Jam out and resurrect rock n’ roll in No Straight Roads, a music game that doesn’t make players rely on rhythm to win.
Since the decline of music-rhythm games, there haven’t been many titles that lean heavily on music or make it the main focus. No Straight Roads is working to change that in a cool refreshing way. The story, characters, and, of course, music revolve solely around it. Unlike other rhythm-based games, you don’t have to stay on the beat to be successful. Naturally, it helps but is not a requirement for those players that find keeping time difficult. The gameplay is fun and relatively simplistic with great charm, but I’m curious as to how it will evolve as the game progresses.
In No Straight Roads, musicians are goliaths being some of the most important people in Vinyl City.
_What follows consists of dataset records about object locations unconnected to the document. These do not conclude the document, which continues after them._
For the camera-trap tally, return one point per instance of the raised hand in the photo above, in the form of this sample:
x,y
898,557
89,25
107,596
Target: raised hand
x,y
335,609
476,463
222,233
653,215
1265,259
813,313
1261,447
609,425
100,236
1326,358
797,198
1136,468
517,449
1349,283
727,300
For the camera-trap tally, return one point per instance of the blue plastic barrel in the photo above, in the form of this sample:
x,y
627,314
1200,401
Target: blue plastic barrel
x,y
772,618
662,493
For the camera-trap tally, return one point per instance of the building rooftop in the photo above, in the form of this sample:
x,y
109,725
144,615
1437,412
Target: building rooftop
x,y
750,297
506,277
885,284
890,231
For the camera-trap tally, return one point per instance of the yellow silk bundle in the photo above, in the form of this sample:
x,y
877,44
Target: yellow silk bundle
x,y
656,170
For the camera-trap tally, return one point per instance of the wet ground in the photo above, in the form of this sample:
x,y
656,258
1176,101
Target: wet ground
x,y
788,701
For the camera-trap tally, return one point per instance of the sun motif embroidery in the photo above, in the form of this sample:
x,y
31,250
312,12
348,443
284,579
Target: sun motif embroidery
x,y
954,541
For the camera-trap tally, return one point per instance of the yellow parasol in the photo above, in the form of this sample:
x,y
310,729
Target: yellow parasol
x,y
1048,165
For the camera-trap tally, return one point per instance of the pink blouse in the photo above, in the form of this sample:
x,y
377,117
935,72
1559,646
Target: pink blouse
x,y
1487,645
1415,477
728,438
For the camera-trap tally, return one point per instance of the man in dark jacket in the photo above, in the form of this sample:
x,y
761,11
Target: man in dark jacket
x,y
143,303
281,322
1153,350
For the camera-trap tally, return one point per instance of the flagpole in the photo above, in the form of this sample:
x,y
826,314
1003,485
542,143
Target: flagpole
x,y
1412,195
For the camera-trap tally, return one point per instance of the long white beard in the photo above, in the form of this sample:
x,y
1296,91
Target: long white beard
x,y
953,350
Through the company No Straight Roads, musicians use their talent to power up the city. The heroes who call themselves Bunk Bed Junction include Mayday with her handy guitar and Zuke with his banging drumsticks. Both audition to be a part of the energy company through the power of rock n’ roll which is considered a long-abandoned art in the city. After the audition, the council of NSR rejects them due to the popularity of EDM (electronic dance music). Due to their rejection, the band decides to speak with popular artists to help convince the council that rock is relevant and let them join NSR.
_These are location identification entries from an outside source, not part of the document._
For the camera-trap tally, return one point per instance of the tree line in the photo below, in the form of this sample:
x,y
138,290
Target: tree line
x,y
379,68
No Straight Roads is an action-adventure title incorporating hack and slash gameplay. Additionally, there are music notes that can be picked up allowing you to shoot enemies from afar. After defeating enemies or meeting a certain objective a chest appears. If you play music around it, it will open up potentially helping players during fights.
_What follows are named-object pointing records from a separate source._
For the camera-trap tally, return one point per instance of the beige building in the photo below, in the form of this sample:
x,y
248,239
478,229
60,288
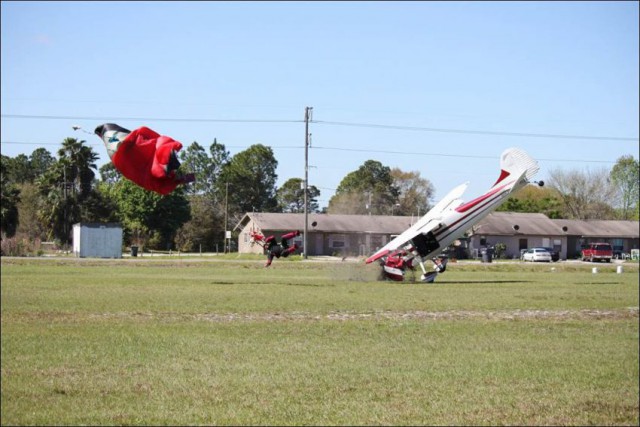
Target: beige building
x,y
362,235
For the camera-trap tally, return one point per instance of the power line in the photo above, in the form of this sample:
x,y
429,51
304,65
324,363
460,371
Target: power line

Mayday and Zuke have their own health bars and you are able to switch in between each character freely. While playing as one character the other character’s health will regenerate until full or once you switch them back in. My only gripe is that whichever one you’re not using doesn’t do anything outside of following you, at least from what I noticed.
The first part of my demo pertained to Mayday and Zuke’s audition which was a tutorial to set up the story and understand the mechanics. After I finished, I was immediately brought to a boss fight against DJ Subatomic Supanova.
If the boss fights in the full game follow suit with what I played, then you can expect them to be pretty great. The fight had four different phases beginning with him jamming out at his setup. I was on the ground along with disco balls spinning around like a record. As the battle progressed it looked as if I was fighting in space with the disco balls now being planets. Supanova attacks by spinning specific sections of the circle you’re walking on to try and hit you with one of the planets. Later on, he kept me even more on my toes as he threw meteorites as well.
While the fight is relatively straightforward, the atmosphere is breathtaking at times and I love the aesthetic. The final phase included the parrying mechanic. Familiar in titles with the same ability, if you press the parry button at the right time before being hit, the attack redirects. Attacks that can be countered are colored in pink. Coming from a musician with over a decade of experience, you’d think that with this being a rhythm game the attack would be on or off the beat, but that’s not how it seems. I had troubles at first because the music wasn’t much of a guide on when to parry. Eventually, I relied on executing my counters visually instead of musically.
There is a lot more that I want to learn about No Straight Roads. I’m curious as to how Vinyl City got to the point it is at. Why does music power the city? Is the same case around the world? Is there a bigger threat that has yet to be established? I don’t expect a largely narrative-driven game, but I hope there are enough details told throughout to invest me in the world that the team at Metronomik is creating.
No Straight Roads will release in 2020 on PS4 and PC exclusively for one year on the Epic Games Store.